Crítica de cinema - Criança assassina
- Atualizado em 18/03/2019 18:29
(Maligno) —
Não é difícil produzir um filme de terror atualmente. Os ingredientes estão à disposição dos roteiristas e diretores: uma velha casa, sombras, vínculos com a Europa oriental, ruídos bruscos, aparições repentinas, sustos, mortes bizarras etc. Difícil é misturar tudo isso em doses adequadas para inovar.
Comecemos com um assassino que matava mulheres e decepava suas mãos. Uma de suas vítimas, embora privada da mão direita, escapa e informa a polícia sobre sua agressão e localização. Resistindo aos policias, ele é metralhado e morre. Logo em seguida, em local distante, nasce uma criança. O espírito do serial killer se apossa daquele pequenino corpo, levando para ele alguns de seus traços físicos, como os olhos, um de cada cor. Um caso de possessão? Um estudioso do assunto, no próprio filme, incumbe-se de explicar a diferença entre possessão e reencarnação. O espírito do assassino reencarna-se no corpo do recém-nascido sem expulsar o espírito da criança. São dois espíritos em conflito no mesmo corpo. Um deles acabará triunfando. Em filme de terror, presume-se que o território corporal será dominado pelo mal.

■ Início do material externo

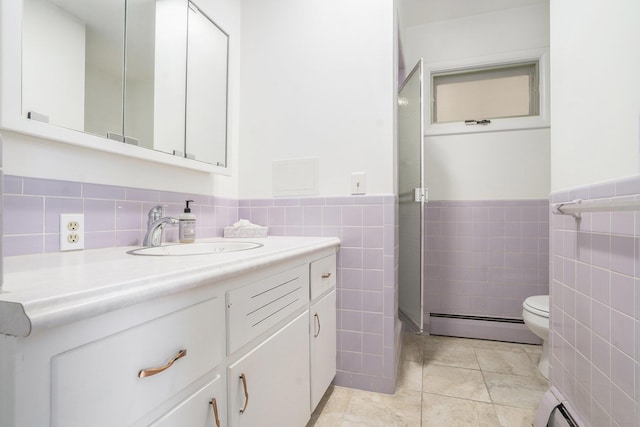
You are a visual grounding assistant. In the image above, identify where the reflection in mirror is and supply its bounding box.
[185,2,228,166]
[21,0,229,167]
[124,0,188,154]
[22,0,124,136]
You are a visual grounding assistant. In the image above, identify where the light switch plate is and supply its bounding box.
[351,172,367,194]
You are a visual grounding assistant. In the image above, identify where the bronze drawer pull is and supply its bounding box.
[209,397,220,427]
[240,374,249,414]
[313,313,320,338]
[138,348,187,378]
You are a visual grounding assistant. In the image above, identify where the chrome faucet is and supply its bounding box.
[142,205,178,246]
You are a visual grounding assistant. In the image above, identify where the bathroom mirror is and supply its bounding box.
[21,0,228,168]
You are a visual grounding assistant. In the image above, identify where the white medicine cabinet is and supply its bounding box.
[0,0,230,174]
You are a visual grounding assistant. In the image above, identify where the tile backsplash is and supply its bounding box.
[3,176,238,256]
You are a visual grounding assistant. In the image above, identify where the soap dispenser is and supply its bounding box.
[178,200,196,243]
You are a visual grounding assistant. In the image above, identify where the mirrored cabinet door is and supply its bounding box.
[22,0,125,136]
[21,0,229,168]
[124,0,188,156]
[185,2,229,166]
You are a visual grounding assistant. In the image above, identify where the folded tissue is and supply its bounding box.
[224,219,269,237]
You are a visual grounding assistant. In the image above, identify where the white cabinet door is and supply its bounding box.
[151,375,227,427]
[309,289,336,411]
[227,310,311,427]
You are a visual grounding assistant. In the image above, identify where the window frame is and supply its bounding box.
[424,49,551,136]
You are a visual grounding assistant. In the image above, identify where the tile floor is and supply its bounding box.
[307,334,548,427]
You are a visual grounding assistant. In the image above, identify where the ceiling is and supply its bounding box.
[399,0,549,28]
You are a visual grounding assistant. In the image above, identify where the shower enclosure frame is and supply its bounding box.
[398,59,427,334]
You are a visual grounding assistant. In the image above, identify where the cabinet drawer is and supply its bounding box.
[309,255,336,301]
[151,374,227,427]
[227,265,309,353]
[51,298,224,427]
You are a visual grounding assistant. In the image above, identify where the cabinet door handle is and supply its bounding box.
[313,313,320,338]
[240,374,249,414]
[209,397,220,427]
[138,348,187,378]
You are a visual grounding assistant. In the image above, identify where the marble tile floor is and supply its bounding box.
[307,334,548,427]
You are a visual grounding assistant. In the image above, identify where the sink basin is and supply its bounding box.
[127,242,262,256]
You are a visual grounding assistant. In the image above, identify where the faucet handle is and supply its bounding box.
[148,205,164,224]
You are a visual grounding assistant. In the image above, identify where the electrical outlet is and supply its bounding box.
[351,172,367,194]
[60,214,84,251]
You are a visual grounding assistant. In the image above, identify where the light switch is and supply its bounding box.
[351,172,367,194]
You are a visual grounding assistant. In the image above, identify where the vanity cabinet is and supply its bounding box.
[51,298,224,426]
[0,241,337,427]
[309,256,336,412]
[227,310,312,427]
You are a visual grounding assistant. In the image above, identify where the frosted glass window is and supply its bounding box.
[431,62,540,123]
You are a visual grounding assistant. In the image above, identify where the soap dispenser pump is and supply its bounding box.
[178,200,196,243]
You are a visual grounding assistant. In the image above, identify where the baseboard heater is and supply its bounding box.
[428,313,540,344]
[430,313,524,324]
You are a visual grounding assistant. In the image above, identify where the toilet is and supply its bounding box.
[522,295,549,379]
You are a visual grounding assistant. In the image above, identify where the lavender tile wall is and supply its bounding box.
[425,199,549,330]
[239,196,398,393]
[3,176,238,256]
[3,176,399,393]
[550,177,640,427]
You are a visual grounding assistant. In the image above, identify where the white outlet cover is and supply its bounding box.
[351,172,367,194]
[60,214,84,251]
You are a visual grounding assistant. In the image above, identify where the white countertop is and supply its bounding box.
[0,237,340,336]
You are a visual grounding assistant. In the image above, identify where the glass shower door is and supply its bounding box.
[398,60,425,333]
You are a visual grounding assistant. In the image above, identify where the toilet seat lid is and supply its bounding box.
[522,295,549,317]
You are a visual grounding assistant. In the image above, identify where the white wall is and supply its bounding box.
[2,0,240,197]
[551,0,640,191]
[240,0,396,198]
[403,4,550,200]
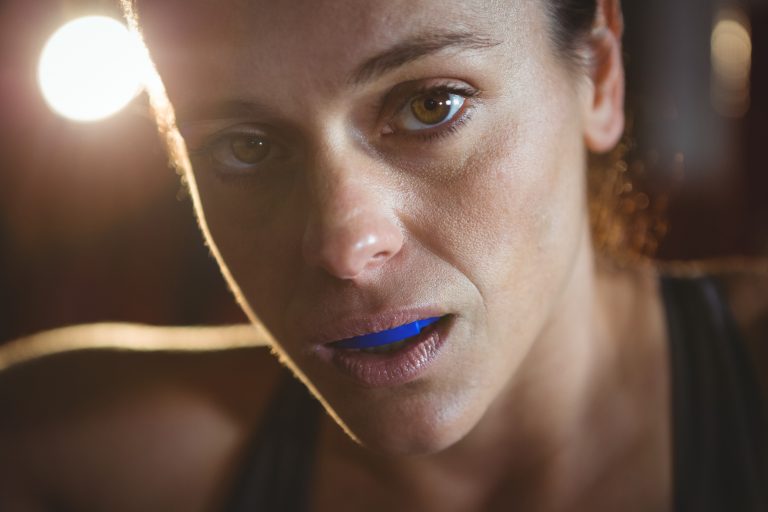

A família do assassino veio de uma região da Hungria que se limita com a Romênia. Claro. Já se tornou clichê transformar a Europa do leste na pátria do mal. Lembrem-se de Drácula. A criança aparenta ser superdotada. Na verdade, é o espírito do assassino que cedo se manifesta. A criança fala palavras numa língua estranha. Pentecostalismo? Não. Trata-se de um dialeto húngaro-romeno conhecido pelo espírito do mal. Na verdade, ele está pronunciando xingamentos à sua própria mãe.
O comportamento estranho do menino motiva sua mãe a levá-lo a uma especialista que não rejeita o sobrenatural. Ao ouvir as palavras engroladas do menino que sua mãe teve o cuidado de gravar, ela busca um quase exorcista. Confirmado: o corpo do menino de oito anos se tornou a residência do espírito maligno. Ele quer ser o morador exclusivo do corpo. Campos tem muitos seguidores do espiritismo. Eles deveriam assistir a esse filme para avaliar a possibilidade de dois espíritos num só corpo.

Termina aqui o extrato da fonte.